Synergistic Effector / Environment Decoding in Primate Motor Cortex

Neuroscience 02:05 PM - 02:35 PM (America/Detroit) 2021/06/09 18:05:00 UTC - 2021/06/09 18:35:00 UTC
Brain computer interface (BCI) technology can be used to bypass damaged motor pathways, allowing people with movement disorders to directly control assistive devices with their thoughts. Current BCI systems are designed to detect information related to intended movements, while excluding information reflecting sensory inputs. However, sensory and motor information are tightly intertwined in cortical circuits, making it difficult to isolate signals encoding motor intention.
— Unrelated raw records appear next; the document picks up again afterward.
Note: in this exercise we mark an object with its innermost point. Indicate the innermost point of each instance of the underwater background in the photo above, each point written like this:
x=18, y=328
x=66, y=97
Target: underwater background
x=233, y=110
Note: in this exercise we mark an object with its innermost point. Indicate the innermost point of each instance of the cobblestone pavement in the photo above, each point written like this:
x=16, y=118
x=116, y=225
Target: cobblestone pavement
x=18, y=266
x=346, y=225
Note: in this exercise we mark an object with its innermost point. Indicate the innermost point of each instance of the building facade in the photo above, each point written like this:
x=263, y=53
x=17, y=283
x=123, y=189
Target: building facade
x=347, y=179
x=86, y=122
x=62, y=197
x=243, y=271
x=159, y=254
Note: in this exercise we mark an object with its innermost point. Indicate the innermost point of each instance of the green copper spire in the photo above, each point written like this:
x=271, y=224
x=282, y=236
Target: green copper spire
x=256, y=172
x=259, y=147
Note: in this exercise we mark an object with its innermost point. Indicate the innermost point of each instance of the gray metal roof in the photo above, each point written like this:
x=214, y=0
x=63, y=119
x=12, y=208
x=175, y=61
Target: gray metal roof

The goal of this project is to generate new decoding models that simultaneously capture the motor and sensory components of neural activity.
Our approach is based on the analysis of three different types of data: single unit neural ensemble activity, 3D tracking of upper limb motion (from shoulder to fingertips), and estimates of the position and shape of objects in the environment. Neural data is collected using microelectrode arrays chronically implanted into the motor cortex of rhesus macaques. Limbs and objects are tracked using a state of the art markerless motion capture system which relies on transfer learning using deep neural networks (DeepLabCut, Mathis lab).These data streams will allow us to generate models that (1) predict the activity of individual neurons based on upper limb kinematics and object information derived from the visual scene, and (2) predict movement kinematics based on neural activity combined with object information, using camera inputs as surrogate sensory data. 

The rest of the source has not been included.